An Act requiring reasonable pricing of drugs developed by publicly funded research and supplementing Title 24 of the Revised Statutes.

 

     Be It Enacted by the Senate and General Assembly of the State of New Jersey:

 

     1.    a.  If a drug, biologic, or other health care technology approved by the federal Food and Drug Administration was developed, partially or entirely, through research and development that is directly or indirectly supported by the federal or State government, it shall be unlawful for any person to sell, offer to sell, or advertise for sale the drug, biologic, or technology to any purchaser in this State at a unit price that is greater than the benchmark unit price established pursuant to subsection b. of this section, or that constitutes discriminatory pricing as set forth in subsection c. of this section. 

     b.    The benchmark unit price for a drug, biologic, or other health care technology is the lowest price charged to countries in the Organization for Economic Co-Operation and Development for the same drug, biologic, or technology, that have the largest gross domestic product with a per capita income that is not less than half of the per capita income of the United States.

     c.     For the purposes of this section, a cost-based reasonable pricing formula that is utilized shall be considered to result in discriminatory pricing if the contract for sale of the drug, biologic, or other health care technology places a limit on supply, or employs any other measure that has the effect of providing access to such drug, biologic, or technology on terms or conditions that are less favorable than the terms or conditions provided to a foreign purchaser, other than a charitable or humanitarian organization, of the drug, biologic, or technology.

     d.    If the Commissioner of Health finds that it is in the public interest to waive the price requirements of this section for a specific drug, biologic, or other health care technology, the commissioner may, pursuant to the "Administrative Procedure Act," P.L.1968, c.410 (C.52:14B-1 et seq.), issue a waiver of the price requirements under this section for the specific drug, biologic, or technology.

 

     2.    This act shall take effect on the first day of the 13th month next following the date of enactment.

 

 

STATEMENT

 

     This bill prohibits any person from charging excessive prices for drugs developed by publicly funded research.
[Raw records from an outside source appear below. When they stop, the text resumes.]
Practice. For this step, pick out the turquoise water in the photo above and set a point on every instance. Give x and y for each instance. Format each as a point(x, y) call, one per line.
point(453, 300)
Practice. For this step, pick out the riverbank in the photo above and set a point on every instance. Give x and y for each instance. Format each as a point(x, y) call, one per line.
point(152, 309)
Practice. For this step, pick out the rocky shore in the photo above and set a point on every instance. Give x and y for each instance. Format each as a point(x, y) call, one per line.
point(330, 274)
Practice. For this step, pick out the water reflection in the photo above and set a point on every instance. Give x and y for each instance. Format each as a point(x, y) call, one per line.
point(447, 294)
     Under the bill, if a drug, biologic, or other health care technology approved by the federal Food and Drug Administration was developed, partially or entirely, through research and development that is directly or indirectly supported by the federal or State government, it is unlawful for any person to sell, offer to sell, or advertise for sale the drug, biologic, or technology to any purchaser in this State at a unit price that is greater than a benchmark unit price or that constitutes discriminatory pricing. 
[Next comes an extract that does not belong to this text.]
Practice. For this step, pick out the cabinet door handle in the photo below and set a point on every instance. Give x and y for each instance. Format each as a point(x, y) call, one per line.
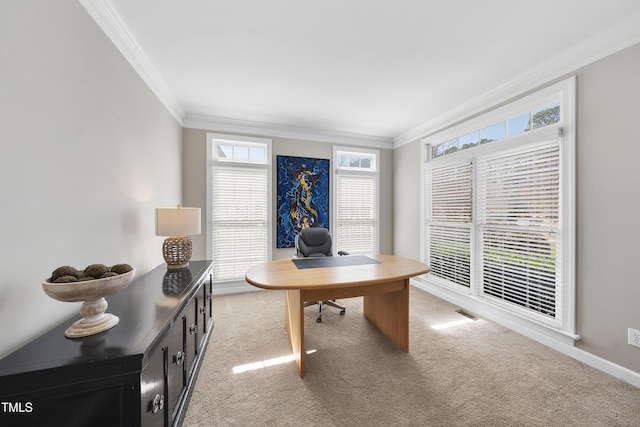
point(178, 358)
point(158, 403)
     The benchmark unit price for a drug, biologic, or other health care technology is the lowest price charged to countries in the Organization for Economic Co-Operation and Development for the same drug, biologic, or technology, that have the largest gross domestic product with a per capita income that is not less than half of the per capita income of the United States.

     The bill provides that a cost-based reasonable pricing formula constitutes discriminatory pricing if the contract for sale of the drug, biologic, or other health care technology places a limit on supply, or employs any other measure that has the effect of providing access to such drug, biologic, or technology on terms or conditions that are less favorable than the terms or conditions provided to a foreign purchaser (other than a charitable or humanitarian organization).

     If the Commissioner of Health finds that it is in the public interest to waive the price requirements established under the bill for a specific drug, biologic, or other health care technology, the commissioner may, pursuant to the "Administrative Procedure Act," issue a waiver of the price requirements for the specific drug, biologic, or technology.